سو, find out I did because I’m just curious like that.

You might not be surprised to learn (although I was) that bagels were invented over 500 years ago in Poland! Now it might just be because I grew up within 100 miles of New York City, but I always thought of bagels in connection with Jewish people, but it turns out that they were invented in Poland long before the Jewish adopted them and even before that there was a similar bread product being made in Russia.

Jewish people took to bagels so well because of the short cooking time of the bagel. Jews are not permitted to cook during their Sabbath so having a bread that would cook quickly at the end of the Sabbath was convenient for them. A tradition sprung up in many observant Jewish families to make bagels on Saturday evenings.

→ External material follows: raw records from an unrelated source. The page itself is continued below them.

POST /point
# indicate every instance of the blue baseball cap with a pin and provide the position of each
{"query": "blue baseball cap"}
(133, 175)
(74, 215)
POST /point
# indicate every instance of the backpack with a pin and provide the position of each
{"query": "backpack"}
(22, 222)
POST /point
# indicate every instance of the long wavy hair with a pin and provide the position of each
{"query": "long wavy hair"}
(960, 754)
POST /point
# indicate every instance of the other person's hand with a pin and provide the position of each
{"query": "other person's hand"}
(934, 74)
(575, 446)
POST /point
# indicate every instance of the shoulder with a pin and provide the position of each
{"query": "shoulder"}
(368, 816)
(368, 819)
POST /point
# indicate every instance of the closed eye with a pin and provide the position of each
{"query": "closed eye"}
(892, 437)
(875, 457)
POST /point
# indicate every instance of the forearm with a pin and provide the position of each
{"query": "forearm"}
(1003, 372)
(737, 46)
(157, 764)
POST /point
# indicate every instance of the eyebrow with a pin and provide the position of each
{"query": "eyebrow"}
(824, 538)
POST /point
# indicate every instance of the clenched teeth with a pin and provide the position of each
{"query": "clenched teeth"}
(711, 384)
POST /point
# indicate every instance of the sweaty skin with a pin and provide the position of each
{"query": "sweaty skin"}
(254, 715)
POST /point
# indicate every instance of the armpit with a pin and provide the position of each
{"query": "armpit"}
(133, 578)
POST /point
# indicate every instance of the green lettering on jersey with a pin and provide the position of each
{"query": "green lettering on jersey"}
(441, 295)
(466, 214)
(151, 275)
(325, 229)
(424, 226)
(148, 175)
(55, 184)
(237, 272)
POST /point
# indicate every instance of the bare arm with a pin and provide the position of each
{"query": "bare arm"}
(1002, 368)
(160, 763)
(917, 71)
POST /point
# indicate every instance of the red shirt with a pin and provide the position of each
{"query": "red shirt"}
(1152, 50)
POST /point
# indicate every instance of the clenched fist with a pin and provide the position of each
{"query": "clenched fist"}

These same Jewish families then brought the bagel with them to London in the 19th century and the America and Canada in the early 20th century. The bagel business in New York City was controlled by a bagel bakers union (the Bagel Bakers Local 338) for many decades, which explains why I always think of Jewish in connection with bagels.

سو, there you have it, a quick history of the bagel and here as promised are my first photos taken with the new Nikon D3100. Thanks to my beautiful wife for the camera and thanks to The New York Bagelry for the delicious breakfast. And to answer my own statementI donthink there are many Eastern European Jews that emigrated to Thailand so finding good bagels in Bangkok might be a bit dicey. You and I will have to wait to find out.